L’opposition au projet d’une nouvelle porcherie de 3994 bêtes à Maricourt est toujours bien présente au sein de la municipalité malgré la consultation citoyenne du 28 avril dernier. Plus d’une dizaine de citoyens inquiets étaient présents, mardi soir à la séance du conseil de ville, afin d’applaudir l’adoption à l’unanimité d’une recommandation déposée à l’égard de la future porcherie.


Suivant une proposition du regroupement action citoyenne de la municipalité de Maricourt, le conseil de ville a déposé, mardi, une résolution visant à faire part des inquiétudes de la population au Ministère de l’Environnement et demandant la tenue d’une procédure d’évaluation et d’examen des impacts sur l’environnement menant à un BAPE.


Tout projet de porcherie de 4000 porcs et plus doit être soumis à un BAPE. Cependant, le projet de développement actuellement proposé compte 3996 porcs. Une évaluation et un examen des impacts sur l’environnement tel qu’exigé par le Ministère de l’Environnement ne sont donc pas obligatoires.
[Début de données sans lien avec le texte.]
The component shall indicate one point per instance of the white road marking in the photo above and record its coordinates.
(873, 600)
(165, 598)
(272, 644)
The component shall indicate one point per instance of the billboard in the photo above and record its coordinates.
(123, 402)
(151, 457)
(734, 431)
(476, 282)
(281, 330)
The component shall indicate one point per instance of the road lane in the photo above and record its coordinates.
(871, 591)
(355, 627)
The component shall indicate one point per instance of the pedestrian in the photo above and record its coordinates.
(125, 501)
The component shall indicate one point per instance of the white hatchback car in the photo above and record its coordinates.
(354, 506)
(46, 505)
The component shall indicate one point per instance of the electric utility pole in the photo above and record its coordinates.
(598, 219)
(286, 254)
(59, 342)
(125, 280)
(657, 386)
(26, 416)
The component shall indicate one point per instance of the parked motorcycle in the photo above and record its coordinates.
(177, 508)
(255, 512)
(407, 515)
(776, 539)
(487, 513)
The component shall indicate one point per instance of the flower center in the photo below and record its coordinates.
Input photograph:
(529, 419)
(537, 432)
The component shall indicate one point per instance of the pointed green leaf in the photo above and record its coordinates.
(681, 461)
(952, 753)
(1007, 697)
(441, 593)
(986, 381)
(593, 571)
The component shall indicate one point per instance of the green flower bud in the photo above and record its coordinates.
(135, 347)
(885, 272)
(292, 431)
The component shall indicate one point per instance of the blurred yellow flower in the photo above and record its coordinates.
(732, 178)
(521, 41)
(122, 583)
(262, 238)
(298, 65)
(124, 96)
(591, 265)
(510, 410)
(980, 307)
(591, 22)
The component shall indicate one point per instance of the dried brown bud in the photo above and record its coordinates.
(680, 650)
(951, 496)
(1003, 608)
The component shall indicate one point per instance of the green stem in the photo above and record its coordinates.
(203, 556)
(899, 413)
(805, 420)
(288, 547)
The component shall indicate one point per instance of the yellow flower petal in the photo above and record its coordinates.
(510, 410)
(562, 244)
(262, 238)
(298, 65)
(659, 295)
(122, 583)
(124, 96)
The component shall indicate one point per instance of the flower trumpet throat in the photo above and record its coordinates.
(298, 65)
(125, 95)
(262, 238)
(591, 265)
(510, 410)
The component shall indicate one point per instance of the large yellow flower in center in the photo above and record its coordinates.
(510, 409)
Cet écart de quatre têtes est dérisoire selon les citoyens.


Considérant cet écart entre le plan autorisé et la limite avant examen ainsi que la quantité de projets semblables récemment approuvés et développés dans la région, les citoyens et la Ville de Maricourt souhaitent que le ministère réévalue l’impact environnemental de ce projet.


Plan de développement


Rappelons toutefois que lors de la consultation publique du 28 avril dernier, le promoteur, Dannick Chaput, est venu expliquer que lui et sa conjointe exploitaient et demeuraient eux-mêmes sur une ferme porcine depuis bientôt 17 ans à Saint-Valérien-de-Milton.


Ils ont décidé de construire un nouveau lieu d’élevage sur une terre qu’ils ont acquise il y a plusieurs années à Maricourt et qu’ils exploitent en prairie actuellement. « Nous disposons d’un site entouré de bois et loin de la route, sans aucune chance de voir les futurs bâtiments. L’emplacement est idéal pour notre projet », a soulevé M. Chaput.


Des consultants qui ont participé à l’élaboration du projet ainsi que des intervenants de la Municipalité et des ministères de l’Agriculture et de l’Environnement ont aussi fait la démonstration que le nouvel élevage de 3996 porcs à l’engraissement respectait les normes en vigueur et allait même au-delà dans certains cas, comme les distances séparatrices et la consommation d’eau.